U.S. Federal Government Agencies
- Department of Justice: Division of Computer Crime & Intellectual Property Section (CCIPS)
The CCIPS works with other federal agencies, the private sector, and foreign law enforcement agencies to prevent, investigate, and prosecute computer and intellectual property crimes. The Documents and Reports page includes annual reports, topical white papers, transcripts of testimony before congressional committees, and blog posts.
- Department of Homeland Security
The following agencies—all of which operate under the umbrella of the DHS—play a role in combating cyber crime:
- Cybersecurity & Infrastructure Security Agency (CISA)

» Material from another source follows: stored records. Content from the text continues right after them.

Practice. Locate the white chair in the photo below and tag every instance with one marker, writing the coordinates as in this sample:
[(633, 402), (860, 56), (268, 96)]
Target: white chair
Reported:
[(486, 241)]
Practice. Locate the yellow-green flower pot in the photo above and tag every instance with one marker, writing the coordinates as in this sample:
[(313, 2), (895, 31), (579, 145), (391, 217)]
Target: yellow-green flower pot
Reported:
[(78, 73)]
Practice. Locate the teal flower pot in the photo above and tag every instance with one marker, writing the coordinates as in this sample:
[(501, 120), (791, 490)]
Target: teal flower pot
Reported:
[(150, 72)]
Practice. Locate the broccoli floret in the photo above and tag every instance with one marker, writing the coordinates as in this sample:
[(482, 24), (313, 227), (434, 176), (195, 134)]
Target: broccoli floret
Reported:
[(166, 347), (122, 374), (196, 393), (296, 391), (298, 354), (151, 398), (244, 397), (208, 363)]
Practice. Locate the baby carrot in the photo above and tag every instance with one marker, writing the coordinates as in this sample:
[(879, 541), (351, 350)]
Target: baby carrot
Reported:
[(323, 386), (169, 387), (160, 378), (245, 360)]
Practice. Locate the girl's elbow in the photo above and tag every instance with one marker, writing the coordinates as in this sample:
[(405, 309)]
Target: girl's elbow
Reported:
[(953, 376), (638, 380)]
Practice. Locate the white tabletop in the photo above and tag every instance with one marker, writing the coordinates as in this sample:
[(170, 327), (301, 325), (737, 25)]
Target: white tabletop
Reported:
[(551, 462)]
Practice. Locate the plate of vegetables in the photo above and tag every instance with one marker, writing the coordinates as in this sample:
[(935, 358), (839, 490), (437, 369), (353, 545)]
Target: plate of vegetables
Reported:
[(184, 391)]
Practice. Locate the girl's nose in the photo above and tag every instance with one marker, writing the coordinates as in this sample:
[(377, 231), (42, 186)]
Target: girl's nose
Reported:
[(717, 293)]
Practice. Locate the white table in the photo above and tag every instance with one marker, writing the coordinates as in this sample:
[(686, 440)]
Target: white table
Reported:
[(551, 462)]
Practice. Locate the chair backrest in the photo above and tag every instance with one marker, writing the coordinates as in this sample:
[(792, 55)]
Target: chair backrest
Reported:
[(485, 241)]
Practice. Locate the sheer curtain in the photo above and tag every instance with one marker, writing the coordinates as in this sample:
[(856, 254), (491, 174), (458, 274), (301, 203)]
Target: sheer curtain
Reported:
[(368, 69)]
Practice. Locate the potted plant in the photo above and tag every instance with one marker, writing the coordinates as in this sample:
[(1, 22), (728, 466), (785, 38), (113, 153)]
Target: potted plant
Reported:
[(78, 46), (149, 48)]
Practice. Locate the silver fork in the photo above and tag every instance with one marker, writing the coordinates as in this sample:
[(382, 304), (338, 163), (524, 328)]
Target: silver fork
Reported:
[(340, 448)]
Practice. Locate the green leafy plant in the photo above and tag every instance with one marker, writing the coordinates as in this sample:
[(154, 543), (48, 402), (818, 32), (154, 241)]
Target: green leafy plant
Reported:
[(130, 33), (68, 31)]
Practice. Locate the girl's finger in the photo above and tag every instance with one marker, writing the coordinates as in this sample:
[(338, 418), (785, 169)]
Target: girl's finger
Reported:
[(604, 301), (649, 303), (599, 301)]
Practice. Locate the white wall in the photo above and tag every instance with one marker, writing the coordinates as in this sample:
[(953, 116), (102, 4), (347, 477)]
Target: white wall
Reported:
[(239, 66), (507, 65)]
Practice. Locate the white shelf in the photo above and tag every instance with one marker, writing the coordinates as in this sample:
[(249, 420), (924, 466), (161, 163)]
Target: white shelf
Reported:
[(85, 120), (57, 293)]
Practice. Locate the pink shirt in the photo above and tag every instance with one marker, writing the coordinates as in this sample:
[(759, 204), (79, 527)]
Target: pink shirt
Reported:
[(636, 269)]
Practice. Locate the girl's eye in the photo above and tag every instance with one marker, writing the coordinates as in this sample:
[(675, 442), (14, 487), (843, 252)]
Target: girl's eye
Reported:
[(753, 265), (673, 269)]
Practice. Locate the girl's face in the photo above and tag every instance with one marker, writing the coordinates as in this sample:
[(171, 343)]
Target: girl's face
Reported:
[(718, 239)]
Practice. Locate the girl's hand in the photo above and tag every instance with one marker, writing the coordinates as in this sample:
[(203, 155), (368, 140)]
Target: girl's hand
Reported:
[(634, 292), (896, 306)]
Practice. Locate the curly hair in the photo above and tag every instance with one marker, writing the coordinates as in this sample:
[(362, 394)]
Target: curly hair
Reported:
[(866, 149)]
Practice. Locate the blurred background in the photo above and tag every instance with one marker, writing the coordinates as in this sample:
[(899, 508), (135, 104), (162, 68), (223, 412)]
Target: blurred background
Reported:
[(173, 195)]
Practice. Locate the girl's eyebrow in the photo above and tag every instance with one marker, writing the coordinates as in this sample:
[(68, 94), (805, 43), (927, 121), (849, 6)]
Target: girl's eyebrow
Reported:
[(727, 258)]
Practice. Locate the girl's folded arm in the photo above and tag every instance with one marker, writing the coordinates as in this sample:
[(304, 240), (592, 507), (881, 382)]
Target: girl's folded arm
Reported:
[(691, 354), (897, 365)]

CISA was established in by the Cybersecurity and Infrastructure Security Agency Act of 2018. It continues the work begun under the Department of Homeland Security’s former National Protection and Programs Directorate (NPPD). Coordinating the efforts of various DHS entities to combat cybercrime is one of CISA’s core responsibilities.
- Secret Service
Visit the Secret Service’s Cyber Investigations page to learn more about its to combat cyber fraud, the illicit use of digital assets, and other forms of transnational organized crime.
- Immigration & Customs Enforcement (ICE)
ICE operates the Homeland Security Institute’s Cyber Crimes Center (C3), which provides technical support to domestic and international law enforcement agencies investigating cross-border crime. The Center is comprised of the Cyber Crimes Unit, the Child Exploitation Investigations Unit, and the Computer Forensics Unit.